Computing device 900 may also include a non-transitory storage device 910 or be connected to non-transitory storage device 910, which may be any storage device that is non-transitory and that may enable data storage, and may include, but is not limited to, magnetic disk drives, optical storage devices, solid-state memory, floppy diskettes, flexible disks, hard disks, magnetic tape, or any other magnetic medium, optical disks or any other optical medium, ROM (read-only memory), RAM (random access memory), cache memory, and/or any other memory chip or cartridge, and/or any other medium from which a computer may read data, instructions, and/or code. The non-transitory storage device 910 may be detachable from the interface. The non-transitory storage device 910 may have data/programs (including instructions)/code/modules (e.g., image input module 801, object recognition module 802, and image output module 803 shown in fig. 8) for implementing the methods and steps described above.
Computing device 900 may also include a communication device 912. The communication device 912 may be any type of device or system that enables communication with external devices and/or with a network, and may include, but is not limited to, modems, network cards, infrared communication devices, wireless communication devices, and/or chipsets, such as bluetooth (TM) devices, 1302.11 devices, wiFi devices, wiMax devices, cellular communication devices, and/or the like.

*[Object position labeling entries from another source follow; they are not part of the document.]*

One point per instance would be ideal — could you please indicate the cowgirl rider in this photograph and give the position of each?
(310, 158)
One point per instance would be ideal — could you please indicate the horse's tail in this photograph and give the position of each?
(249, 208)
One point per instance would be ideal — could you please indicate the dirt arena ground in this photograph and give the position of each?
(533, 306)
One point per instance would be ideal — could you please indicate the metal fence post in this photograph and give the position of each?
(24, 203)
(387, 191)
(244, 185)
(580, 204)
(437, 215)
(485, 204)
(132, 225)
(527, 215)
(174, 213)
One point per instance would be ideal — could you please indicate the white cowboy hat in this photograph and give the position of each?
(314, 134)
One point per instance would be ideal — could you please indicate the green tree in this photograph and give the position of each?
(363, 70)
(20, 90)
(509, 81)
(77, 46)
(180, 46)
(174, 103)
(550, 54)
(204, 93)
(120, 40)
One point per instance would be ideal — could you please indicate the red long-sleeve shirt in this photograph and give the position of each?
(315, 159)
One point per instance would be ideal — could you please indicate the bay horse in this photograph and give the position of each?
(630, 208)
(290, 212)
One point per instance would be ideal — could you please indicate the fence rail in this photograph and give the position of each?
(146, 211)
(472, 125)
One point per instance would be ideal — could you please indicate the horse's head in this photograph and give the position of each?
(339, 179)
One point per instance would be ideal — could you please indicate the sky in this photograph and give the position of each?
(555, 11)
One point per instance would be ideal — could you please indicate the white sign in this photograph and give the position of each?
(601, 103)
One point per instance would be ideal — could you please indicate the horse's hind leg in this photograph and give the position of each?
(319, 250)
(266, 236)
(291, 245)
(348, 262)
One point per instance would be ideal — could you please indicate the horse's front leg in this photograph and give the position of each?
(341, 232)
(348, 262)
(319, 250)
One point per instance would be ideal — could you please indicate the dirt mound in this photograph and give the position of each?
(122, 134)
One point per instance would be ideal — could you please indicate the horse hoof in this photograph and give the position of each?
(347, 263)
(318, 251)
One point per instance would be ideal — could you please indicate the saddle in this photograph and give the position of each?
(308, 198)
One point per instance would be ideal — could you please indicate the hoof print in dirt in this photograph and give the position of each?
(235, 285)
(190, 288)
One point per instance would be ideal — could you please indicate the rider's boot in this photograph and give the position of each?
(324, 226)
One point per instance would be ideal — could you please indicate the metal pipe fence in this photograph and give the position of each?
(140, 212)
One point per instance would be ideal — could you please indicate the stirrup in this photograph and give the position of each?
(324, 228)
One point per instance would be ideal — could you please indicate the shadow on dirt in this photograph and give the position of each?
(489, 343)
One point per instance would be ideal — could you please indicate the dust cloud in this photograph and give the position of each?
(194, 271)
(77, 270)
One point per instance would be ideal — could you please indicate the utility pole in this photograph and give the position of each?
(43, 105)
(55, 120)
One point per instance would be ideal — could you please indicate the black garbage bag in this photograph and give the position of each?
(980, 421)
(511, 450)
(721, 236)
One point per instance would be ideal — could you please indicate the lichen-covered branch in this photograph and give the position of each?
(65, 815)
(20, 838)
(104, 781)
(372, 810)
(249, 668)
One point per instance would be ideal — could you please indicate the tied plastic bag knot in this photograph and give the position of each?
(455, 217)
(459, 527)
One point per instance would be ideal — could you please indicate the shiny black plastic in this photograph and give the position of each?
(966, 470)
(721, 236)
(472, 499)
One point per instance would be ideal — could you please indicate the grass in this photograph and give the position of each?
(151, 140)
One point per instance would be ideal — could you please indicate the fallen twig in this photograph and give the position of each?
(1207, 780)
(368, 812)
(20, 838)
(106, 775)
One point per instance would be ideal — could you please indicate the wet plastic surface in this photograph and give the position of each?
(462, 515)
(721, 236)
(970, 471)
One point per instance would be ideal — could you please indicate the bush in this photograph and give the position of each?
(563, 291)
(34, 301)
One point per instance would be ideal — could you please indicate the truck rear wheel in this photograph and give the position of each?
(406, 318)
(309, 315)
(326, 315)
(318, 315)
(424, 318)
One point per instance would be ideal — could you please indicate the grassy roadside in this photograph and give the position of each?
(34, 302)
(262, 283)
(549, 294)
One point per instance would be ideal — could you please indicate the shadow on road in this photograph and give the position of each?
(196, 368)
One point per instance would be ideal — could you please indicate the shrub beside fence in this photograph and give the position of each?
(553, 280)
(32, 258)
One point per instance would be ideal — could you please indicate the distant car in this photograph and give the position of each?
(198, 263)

Computing device 900 may also include a working memory 914, which may be any type of working memory that may store programs (including instructions) and/or data useful for the operation of processor 904, and may include, but is not limited to, random access memory and/or read-only memory devices.
Software elements (programs) may reside in working memory 914 including, but not limited to, an operating system 916, one or more application programs 918, drivers, and/or other data and code. Instructions for performing the above-described methods and steps may be included in one or more applications 918, and the above-described methods may be implemented by instructions of one or more applications 918 being read and executed by processor 904. Executable code or source code for instructions of software elements (programs) may also be downloaded from a remote location.
It should also be understood that various modifications may be made according to specific requirements. For example, custom hardware may also be used, and/or particular elements may be implemented in hardware, software, firmware, middleware, microcode, hardware description languages, or any combination thereof. For example, some or all of the disclosed methods and apparatus may be implemented by programming hardware (e.g., programmable logic circuits including Field Programmable Gate Arrays (FPGAs) and/or Programmable Logic Arrays (PLAs)) in an assembly language or hardware programming language such as VERILOG, VHDL, c++ using logic and algorithms according to the present disclosure.
It should also be appreciated that the foregoing method may be implemented by a server-client mode. For example, a client may receive data entered by a user and send the data to a server. The client may also receive data input by the user, perform a part of the foregoing processes, and send the processed data to the server. The server may receive data from the client and perform the aforementioned method or another part of the aforementioned method and return the execution result to the client. The client may receive the result of the execution of the method from the server and may present it to the user, for example, via an output device. The client and server are typically remote from each other and typically interact through a communication network. The relationship of client and server arises by virtue of computer programs running on the respective computing devices and having a client-server relationship to each other. The server may be a server of a distributed system or a server that incorporates a blockchain. The server can also be a cloud server, or an intelligent cloud computing server or an intelligent cloud host with artificial intelligence technology.
It should also be appreciated that components of computing device 900 may be distributed over a network. For example, some processes may be performed using one processor while other processes may be performed by another processor remote from the one processor. Other components of computing device 900 may also be similarly distributed. As such, computing device 900 may be interpreted as a distributed computing system that performs processing in multiple locations.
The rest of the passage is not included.